Amma&rsdquo;s mother, a dignified and well-formed Ashantee woman, is the wife of a warrior/hunter, and herself a skilled fighter. Like Kofi, she lives solely in Amma’s memory/rememory; we see her actions and hear her singing in the past. Şeéwo, in her movement backward through time, becomes Efua.

Kofi

Kofi, the young hunter that Amma had expected to marry, was killed with Amma’s parents; he survives solely in Amma’s delusional memory/re-memory. (He can be doubled with another actor for a mimed wrestling match in the Second Movement; he can also be cut completely, at the discretion of the director, without any change to Amma’s lines.)

Betty Moaning Woman

Part priestess, part diva, Betty Moaning Woman sings, screams, sighs and moans to transcend pain and to create ritual or “sanctified” space so that healing can occur.
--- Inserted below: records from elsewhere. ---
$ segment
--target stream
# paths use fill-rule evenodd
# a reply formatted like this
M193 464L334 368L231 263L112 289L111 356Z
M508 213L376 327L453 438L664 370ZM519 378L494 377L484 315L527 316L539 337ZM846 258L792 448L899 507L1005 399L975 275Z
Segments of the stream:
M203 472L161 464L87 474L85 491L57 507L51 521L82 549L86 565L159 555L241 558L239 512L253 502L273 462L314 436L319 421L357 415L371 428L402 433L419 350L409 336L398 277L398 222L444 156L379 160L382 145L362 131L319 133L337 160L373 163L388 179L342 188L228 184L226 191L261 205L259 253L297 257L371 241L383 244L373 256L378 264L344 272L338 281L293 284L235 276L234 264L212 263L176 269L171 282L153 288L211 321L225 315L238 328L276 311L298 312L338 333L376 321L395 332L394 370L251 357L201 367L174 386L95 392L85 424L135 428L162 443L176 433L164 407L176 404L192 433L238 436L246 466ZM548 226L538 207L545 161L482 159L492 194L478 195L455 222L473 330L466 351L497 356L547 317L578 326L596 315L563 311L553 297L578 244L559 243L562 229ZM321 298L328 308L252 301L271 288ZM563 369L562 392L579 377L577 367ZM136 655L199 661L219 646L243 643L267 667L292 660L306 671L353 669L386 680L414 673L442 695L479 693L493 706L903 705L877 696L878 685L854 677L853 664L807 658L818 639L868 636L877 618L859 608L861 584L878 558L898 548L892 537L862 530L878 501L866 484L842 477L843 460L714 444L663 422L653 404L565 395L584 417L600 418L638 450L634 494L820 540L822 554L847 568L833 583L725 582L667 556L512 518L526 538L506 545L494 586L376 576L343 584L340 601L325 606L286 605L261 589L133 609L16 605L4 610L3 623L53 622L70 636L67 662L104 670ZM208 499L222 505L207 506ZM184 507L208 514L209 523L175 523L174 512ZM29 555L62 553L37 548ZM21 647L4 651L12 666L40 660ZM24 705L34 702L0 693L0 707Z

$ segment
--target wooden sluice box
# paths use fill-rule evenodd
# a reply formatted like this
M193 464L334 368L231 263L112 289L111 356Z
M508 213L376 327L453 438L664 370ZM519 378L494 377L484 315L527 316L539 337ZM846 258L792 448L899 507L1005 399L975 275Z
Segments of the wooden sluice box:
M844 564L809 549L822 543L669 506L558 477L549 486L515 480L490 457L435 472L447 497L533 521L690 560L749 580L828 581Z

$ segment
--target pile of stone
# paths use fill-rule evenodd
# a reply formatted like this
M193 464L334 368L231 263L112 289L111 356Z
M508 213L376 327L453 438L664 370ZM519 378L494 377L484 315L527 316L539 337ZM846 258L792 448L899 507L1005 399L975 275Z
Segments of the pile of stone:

Also doubles as Mary Baptist, a Christian penitent.

Colonial Governor

A Dutchman of medium size but commanding manner. Doubles as Captain W. James, captain of the Liverpool slaveship, Lark. Each is a man of contradictions. Once robust, Captain James has been worn down by years of slaving, slavery melting down his bones.

Nago

A strong man, he is the “enforcer” onboard the Lark. Born in Nigeria, and a slave for many years, he deliberately mistranslates the languages of the Africans aboard the Lark to deceive the Europeans, wearing a mask of “grins and lies.” Doubles as Bilal.

Bilal

A Muslim Wolof man, he offers traditional prayers in Arabic.

Mariétou

A captive Wolof speaking girl, she calls out to her mother for food and comfort. Doubles as Iya, another captive.

Peaches and Johanna

Mixed race young women engaged in the slave trade for profit; they think of themselves as Europeans. Also play African children.

Django, a cabin boy

An orphan from Liverpool, plays a wooden fife. Django has been abused sexually by one of the ship’s officers. Because of his own experience, he does what he can to shield African women from the sailors. His moods are changeable and volatile.

Billy

Sailor/slaver from Liverpool.

Franco

Sailor/slaver from Lisbon.

Elias/First Captive

 

Sissi/Second Captive

 

Captor #1

 

Captor #2

 

African Women’s Chorus

(Includes these women who “survive” as healers to greet New World arrivants in the closing movement.)

  • Amma
  • Efua Asante/Şeéwo
  • Iya/Mariétou
  • Sissi (pronounced See-See)/Second Captive
  • Mary Baptist/Betty Moaning Woman
  • Peaches
  • Johanna
Baba

An African priest or Babalorixa, 35 years old or older, Baba is the spiritual leader of Africans in “Limbo.” He teaches Quobna a ritual of remembrance for those who did not survive the Middle Passage from Africa. He doubles as the hooded figure who carries the cross in the opening scene, and reads some of the Limbo! lines introducing the third movement.